Realities of Research

One of the biggest things I have learned about working in a lab is that your plan of action can suddenly change, while the goal stays the same. However, there are many times where you must go back to the “drawing board” and erase or insert something new. To me, going back and finding out that you have to try something new is a good thing. You are improving on your research and hopefully it will bring you closer to significant results. I also had other learning opportunities such as improving on specific lab techniques. During my BCA assay (Bicinchoninic Acid assay), which is a protocol used to standardize amounts of proteins in a sample, I had to perfect my pipetting skills for the assay to work. I practiced for hours to get the exact amount of solution every time I withdrew from a tube before I actually ran the real assay. This summer, my project started off bumpy because of an experiment not going as planned. I was taking tissue sections of kidney to stain and investigate for the colocalization of LRRK2 with the primary regulator NFAT (Nuclear Factor of Activated T-cells) and pNFAT (NFAT promoter) status in the nucleus. We were looking at these specific cells because they are involved with the immune system which LRRK2 seems to help regulate. However, after my staining protocol, the kidney cells would essentially combust. After many days of trial and error, we decided that there was not enough knowledge of kidney staining in our lab, and instead of spending time and resources to figure it out we moved on and started looking at a new location. There were plenty of times where we had to re-evaluate our plan, and as I said before I only see them as learning opportunities. Sometimes research is not always going to be straight forward where you make a hypothesis, go through an experiment, and at the end collect an answer. It can take a lot of time and creative thinking to get where you need to go.

Damaged kidney cells.

Life of a Scientist

Being a part of a lab is great for many reasons. One reason is that I prefer the type of work style that it offers. Those aspects include being able to have flexibility within your schedule and not having to be constantly micromanaged. Yet, I am still offered enough guidance to steer me on the right track. I love that every day is another day pushing towards a goal that you most likely had a hand in setting. I am also surrounded by people who all want to see each other succeed. Although everyone in the lab may be working on their own personal agendas, people are constantly helping others with their projects whether it’s by lending their skills for a certain assay or giving an extra hand to make timely experiments go by faster. I would go on to say that the entire science community within your field begins to feel more familiar as your work progresses, as well. I value this idea of a connected community within my workspace. Overall, my experiences in my lab this summer were positive and resourceful. Of course, I have witnessed complications occurring in the lab such as assays not going as planned or having to re-due them because of minor mistakes. Human error constantly occurs and I have learned that you can only work with it and make sure to try as hard as possible to get accurate, significant results. Knowing that I could make a career into doing what I love, conducting science and answering important questions that benefit humanity, gives me the motivation of becoming a neurologist in the future.

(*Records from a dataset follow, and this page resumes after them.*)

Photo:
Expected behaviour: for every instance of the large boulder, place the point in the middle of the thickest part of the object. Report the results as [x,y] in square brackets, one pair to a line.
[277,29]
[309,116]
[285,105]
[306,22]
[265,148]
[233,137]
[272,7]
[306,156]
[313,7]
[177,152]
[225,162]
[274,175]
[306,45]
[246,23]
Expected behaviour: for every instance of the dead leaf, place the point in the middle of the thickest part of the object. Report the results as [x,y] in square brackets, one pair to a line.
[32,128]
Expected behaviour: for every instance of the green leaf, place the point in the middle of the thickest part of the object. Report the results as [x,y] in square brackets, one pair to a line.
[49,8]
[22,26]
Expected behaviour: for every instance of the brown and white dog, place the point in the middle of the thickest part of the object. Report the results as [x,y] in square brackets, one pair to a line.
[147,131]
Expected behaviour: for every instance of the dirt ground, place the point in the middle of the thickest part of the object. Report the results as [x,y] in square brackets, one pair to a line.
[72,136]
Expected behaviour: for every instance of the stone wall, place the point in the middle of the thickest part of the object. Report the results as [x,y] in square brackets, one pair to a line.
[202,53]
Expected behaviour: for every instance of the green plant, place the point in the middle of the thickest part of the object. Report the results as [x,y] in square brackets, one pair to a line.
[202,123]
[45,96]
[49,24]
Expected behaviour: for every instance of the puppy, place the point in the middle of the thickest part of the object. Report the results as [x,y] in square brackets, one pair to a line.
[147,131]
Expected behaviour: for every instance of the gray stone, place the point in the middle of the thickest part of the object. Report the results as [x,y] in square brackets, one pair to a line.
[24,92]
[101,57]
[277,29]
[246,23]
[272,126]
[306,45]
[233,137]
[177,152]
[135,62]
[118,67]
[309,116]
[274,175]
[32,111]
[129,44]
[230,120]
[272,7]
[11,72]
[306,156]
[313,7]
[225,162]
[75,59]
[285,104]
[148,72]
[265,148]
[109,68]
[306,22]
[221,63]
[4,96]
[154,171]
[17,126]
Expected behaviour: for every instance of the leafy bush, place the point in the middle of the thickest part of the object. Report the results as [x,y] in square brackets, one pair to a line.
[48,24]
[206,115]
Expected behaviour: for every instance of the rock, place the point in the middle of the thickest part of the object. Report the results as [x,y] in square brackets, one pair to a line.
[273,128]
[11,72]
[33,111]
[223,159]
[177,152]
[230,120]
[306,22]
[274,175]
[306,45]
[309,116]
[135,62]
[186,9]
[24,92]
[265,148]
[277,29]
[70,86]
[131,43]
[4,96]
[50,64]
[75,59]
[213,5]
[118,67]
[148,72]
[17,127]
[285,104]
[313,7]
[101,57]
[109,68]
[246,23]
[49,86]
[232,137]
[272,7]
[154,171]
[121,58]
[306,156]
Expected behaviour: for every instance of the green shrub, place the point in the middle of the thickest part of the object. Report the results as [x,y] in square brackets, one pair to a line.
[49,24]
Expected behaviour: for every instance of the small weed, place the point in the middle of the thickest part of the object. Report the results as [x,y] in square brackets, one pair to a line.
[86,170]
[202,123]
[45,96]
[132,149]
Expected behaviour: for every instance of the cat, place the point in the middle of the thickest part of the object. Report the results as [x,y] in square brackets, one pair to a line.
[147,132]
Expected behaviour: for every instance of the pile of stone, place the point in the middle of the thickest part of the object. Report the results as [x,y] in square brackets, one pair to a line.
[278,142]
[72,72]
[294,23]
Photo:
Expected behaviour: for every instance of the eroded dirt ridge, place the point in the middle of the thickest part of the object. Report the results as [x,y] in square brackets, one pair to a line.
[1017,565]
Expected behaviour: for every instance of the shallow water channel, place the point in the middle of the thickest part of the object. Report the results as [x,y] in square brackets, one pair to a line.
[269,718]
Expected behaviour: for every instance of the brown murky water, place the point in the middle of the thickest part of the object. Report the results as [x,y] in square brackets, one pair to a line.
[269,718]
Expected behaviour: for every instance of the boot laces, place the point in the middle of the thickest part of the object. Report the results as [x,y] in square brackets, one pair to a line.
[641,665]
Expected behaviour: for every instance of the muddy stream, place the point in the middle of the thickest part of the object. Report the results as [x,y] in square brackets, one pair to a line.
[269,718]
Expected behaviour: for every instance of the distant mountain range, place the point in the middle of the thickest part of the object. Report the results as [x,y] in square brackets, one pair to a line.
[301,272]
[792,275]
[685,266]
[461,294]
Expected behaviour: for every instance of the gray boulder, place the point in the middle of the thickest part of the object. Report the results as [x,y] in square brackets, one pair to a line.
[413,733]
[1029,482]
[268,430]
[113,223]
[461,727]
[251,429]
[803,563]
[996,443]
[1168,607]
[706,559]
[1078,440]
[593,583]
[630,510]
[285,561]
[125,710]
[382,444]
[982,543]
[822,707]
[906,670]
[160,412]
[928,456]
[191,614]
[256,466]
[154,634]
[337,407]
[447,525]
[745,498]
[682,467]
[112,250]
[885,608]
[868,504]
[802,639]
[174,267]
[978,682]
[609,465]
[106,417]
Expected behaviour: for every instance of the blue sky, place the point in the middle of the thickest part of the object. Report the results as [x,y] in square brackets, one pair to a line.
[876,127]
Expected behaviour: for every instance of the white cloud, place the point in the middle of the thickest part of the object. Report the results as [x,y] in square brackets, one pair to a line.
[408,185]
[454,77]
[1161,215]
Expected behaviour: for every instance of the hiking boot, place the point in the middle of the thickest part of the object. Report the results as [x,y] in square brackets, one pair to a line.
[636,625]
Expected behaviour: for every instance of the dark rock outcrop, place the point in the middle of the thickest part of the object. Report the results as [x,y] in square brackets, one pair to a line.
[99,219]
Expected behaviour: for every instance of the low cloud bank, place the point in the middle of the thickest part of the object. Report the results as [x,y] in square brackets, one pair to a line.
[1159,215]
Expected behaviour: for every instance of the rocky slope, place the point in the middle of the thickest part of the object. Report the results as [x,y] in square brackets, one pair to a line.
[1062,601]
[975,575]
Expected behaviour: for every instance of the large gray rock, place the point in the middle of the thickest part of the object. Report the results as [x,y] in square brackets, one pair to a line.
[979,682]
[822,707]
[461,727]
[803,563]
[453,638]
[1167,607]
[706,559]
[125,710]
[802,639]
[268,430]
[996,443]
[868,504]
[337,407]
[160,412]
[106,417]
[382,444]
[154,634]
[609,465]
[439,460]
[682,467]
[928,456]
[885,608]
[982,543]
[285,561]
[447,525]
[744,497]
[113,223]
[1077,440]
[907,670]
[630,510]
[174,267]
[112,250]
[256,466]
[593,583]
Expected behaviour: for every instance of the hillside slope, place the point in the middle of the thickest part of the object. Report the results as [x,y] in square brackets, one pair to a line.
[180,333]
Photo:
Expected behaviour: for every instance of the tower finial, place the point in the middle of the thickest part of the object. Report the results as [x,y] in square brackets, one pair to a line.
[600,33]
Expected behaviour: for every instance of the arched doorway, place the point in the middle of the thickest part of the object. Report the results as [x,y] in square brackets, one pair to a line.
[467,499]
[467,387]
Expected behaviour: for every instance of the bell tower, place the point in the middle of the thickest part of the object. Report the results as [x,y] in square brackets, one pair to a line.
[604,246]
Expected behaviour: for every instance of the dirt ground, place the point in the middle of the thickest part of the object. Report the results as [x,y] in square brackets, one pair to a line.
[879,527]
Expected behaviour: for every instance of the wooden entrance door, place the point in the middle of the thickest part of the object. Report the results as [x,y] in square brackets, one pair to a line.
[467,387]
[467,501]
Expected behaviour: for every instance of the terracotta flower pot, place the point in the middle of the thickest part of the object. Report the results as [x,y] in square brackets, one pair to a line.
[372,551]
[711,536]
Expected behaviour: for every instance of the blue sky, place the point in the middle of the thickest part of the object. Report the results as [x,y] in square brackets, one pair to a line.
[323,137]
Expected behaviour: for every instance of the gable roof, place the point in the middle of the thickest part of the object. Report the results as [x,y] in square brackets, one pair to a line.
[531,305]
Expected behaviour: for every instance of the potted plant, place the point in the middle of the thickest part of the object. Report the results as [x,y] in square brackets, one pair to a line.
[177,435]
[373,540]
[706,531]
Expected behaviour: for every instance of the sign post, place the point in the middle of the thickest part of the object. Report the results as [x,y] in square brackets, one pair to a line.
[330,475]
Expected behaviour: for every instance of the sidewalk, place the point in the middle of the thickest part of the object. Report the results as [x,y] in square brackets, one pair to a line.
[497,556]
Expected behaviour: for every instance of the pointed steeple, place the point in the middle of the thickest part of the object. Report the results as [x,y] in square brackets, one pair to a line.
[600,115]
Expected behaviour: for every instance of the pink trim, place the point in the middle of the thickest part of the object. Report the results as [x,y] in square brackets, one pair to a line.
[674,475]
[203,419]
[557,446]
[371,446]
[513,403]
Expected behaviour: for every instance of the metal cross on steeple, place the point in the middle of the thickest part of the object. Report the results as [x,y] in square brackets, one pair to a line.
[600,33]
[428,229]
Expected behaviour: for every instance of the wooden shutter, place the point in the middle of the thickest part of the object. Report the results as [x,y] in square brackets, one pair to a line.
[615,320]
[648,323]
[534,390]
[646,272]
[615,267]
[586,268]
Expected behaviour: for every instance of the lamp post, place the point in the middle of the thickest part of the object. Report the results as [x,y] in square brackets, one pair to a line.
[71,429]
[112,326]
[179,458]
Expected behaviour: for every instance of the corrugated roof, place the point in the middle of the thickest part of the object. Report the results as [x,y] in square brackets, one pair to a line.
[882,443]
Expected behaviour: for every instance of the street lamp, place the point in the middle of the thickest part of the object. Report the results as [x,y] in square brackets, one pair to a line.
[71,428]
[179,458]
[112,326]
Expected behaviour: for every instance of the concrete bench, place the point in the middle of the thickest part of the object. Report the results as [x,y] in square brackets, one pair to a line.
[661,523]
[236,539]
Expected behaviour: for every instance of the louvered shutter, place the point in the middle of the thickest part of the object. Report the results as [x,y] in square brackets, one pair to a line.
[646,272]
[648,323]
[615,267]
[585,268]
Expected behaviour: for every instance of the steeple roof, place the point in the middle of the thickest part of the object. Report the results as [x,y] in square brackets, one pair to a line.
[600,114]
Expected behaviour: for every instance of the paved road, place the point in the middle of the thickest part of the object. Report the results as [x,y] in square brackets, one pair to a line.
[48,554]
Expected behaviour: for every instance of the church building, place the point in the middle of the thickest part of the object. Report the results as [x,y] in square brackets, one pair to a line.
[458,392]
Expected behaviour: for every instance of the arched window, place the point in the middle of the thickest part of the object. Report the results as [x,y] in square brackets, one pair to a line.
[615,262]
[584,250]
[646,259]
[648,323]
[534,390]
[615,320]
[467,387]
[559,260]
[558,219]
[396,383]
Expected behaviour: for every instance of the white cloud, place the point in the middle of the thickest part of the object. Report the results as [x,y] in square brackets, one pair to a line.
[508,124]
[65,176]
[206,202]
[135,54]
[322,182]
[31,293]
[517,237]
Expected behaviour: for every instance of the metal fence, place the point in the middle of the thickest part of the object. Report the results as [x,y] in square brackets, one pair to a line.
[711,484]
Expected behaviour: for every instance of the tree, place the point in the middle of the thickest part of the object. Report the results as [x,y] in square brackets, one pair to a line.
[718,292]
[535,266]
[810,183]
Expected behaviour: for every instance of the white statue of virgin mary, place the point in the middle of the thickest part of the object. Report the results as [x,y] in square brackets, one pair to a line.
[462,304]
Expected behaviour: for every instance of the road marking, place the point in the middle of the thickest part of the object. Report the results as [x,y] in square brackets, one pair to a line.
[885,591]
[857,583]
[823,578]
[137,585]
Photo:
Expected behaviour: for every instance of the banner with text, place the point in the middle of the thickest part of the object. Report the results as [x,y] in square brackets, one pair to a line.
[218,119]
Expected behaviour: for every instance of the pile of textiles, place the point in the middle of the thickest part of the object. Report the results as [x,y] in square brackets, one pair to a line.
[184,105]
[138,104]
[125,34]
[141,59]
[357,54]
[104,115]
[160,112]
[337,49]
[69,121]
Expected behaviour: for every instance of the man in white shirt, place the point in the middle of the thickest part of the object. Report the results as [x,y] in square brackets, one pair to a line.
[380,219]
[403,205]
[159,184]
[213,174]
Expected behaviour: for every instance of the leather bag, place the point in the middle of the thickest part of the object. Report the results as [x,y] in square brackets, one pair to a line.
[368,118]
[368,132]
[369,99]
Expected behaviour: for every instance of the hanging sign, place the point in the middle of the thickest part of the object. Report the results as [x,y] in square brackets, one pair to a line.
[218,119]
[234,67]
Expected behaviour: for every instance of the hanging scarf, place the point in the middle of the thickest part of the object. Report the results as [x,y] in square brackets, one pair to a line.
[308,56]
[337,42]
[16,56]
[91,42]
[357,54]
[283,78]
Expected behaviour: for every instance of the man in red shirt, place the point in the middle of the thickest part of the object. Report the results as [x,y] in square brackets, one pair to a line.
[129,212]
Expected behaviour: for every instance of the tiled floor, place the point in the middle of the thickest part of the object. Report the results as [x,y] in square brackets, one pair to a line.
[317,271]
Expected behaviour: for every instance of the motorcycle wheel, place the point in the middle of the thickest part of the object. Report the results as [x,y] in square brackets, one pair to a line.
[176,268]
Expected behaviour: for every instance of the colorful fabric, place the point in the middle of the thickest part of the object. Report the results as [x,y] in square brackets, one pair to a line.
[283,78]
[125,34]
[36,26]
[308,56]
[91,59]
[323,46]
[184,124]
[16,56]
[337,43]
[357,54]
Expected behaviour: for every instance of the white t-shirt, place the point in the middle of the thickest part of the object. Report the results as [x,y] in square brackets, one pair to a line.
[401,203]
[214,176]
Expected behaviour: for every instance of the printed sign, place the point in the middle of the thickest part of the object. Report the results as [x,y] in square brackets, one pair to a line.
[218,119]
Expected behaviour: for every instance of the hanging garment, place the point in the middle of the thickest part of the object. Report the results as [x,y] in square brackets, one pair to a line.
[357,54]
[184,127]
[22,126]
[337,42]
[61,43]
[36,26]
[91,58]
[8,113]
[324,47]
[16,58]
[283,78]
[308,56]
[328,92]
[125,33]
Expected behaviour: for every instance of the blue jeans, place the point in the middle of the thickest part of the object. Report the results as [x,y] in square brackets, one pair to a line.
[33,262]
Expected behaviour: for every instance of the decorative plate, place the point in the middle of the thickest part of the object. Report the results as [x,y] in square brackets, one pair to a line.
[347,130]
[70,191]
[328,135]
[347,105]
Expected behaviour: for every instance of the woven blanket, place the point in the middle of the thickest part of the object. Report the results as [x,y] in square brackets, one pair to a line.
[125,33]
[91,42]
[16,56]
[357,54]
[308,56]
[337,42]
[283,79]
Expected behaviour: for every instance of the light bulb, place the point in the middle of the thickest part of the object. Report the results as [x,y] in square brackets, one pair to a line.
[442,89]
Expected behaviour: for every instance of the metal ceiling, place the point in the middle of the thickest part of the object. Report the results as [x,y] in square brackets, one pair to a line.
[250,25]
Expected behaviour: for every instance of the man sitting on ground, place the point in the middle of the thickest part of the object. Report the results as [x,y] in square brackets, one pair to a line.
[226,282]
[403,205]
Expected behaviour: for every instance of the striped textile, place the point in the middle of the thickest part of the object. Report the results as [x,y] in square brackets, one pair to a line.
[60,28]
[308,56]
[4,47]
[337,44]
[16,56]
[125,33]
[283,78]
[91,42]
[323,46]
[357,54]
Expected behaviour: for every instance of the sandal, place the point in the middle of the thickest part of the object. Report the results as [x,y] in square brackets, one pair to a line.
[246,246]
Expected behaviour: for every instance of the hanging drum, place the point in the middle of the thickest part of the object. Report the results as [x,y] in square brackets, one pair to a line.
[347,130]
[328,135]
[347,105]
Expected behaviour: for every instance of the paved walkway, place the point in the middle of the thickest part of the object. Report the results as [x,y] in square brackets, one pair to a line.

Chayla Vazquez is a rising junior at Emory University in Atlanta, GA where she is majoring in Neuroscience and Behavioral Biology, with a minor in Ethics. She is working at Emory over the summer with Dr. Malu Tansey as an Undergraduate Summer Research Fellow (UGSRF) funded by the American Physiological Society. Chayla strives to become a biomedical scientist and utilize her skills in research to help people who struggle with cognitive defects.